I agree with rksolid and eandrice. It's always a good idea to make your reservations ahead of time. We got a couple of reservations already set starting next month, and can't wait to get out and do some camping, too.


----------



## bigjr (Mar 5, 2009)

with our area we get so much spring flooding its hard to plan during that time of year but we still try


----------



## get_away_guenthers (Jun 20, 2011)

We're also very anxious to get out all the camping supplies....tho this year we'll be bringing an extra little one with us.  Can't wait to be sitting around the campfires and traveling.


----------



## crawford (Nov 25, 2009)

never to early weather been great in east TN already started:10220::comfort_::thumbup1:


----------



## rksolid (Apr 16, 2011)

Made tried to make reservations today for June 9th weekend at out of town campground found it was booked up already, so made change of plans we won't be staying at the lake but have a short drive to the lake.


----------



## bigjr (Mar 5, 2009)

Well have three trips so far planned and hopefully many more but boy the bugs are sure going to be bad this year :smack-head:


----------



## artmart (Sep 21, 2010)

WHAT!? You've planned THREE trips and don't even consider posting the details so we can be envious!?

:rotflmao1:

Just teasin'.....

Just kiddin'. A lot of our travels have subsided a lot now that grandkids (all less than 3 years old) have come along and we prefer to spend more time around them. When they get a little older, we're taking them with us on our trips. Their parents (our kids) will just have to get used to it.

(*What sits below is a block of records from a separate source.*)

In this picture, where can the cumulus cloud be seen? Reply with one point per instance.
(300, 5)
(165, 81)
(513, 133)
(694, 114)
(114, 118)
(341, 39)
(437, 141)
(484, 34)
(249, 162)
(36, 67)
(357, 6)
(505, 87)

In the meantime we'll travel precariously through the forum members' plans and events. Have fun everyone!


----------



## bigjr (Mar 5, 2009)

Ok Art well here we go we have three trips to the Herman winery's so far yes its our Disney land and yes my happiest place on earth:clapping: And one to Carlyle lake for labor day we havent planned our yearly float trip yet hummmm :shrug: but im sure its comeing oh yeah and wifey and I are goin to Cabo next month were turning 40 this year so goin to Cabo :thumbup1:


----------



## artmart (Sep 21, 2010)

I have no idea on those places but just the fact you have plans is enough to make me envious. Have fun, when it's time.


----------



## bigjr (Mar 5, 2009)

Thanks man so cant you get the camper with a nursery model? surly someones come up with one LOL ohh and not to rub it in but planed another one to Lake Shellbyville nice place ill send photos soon as my wife posts them for me :thumbup1:


----------



## Lifetimer (Oct 10, 2011)

only a couple of trips reserved...... I have Chattanooga in April, Townsend and Gatlinburg in May, Stone Mountain in July, Gatlinburg again in Septemeber and October. I plan on at least 4 "this looks like a great weekend" trips for in-between.


----------



## bigjr (Mar 5, 2009)

Lifetimer show off:rotflmao1: those sound alot better then ours around here LOL one day when im retired ill go to those places as long as I can afford the diesel :bang:


----------



## KentuckyCamper (Mar 9, 2012)

Well I have 4 reservations, memorial day, 4th July weekend, labor day, and one the first week of may!! I am going to try and dewinterize my camper this weekend!!! Here in KY, if you dont get your reservations in for the major holidays 6 months out, your lucky to get one!! I learned that the hard way.


----------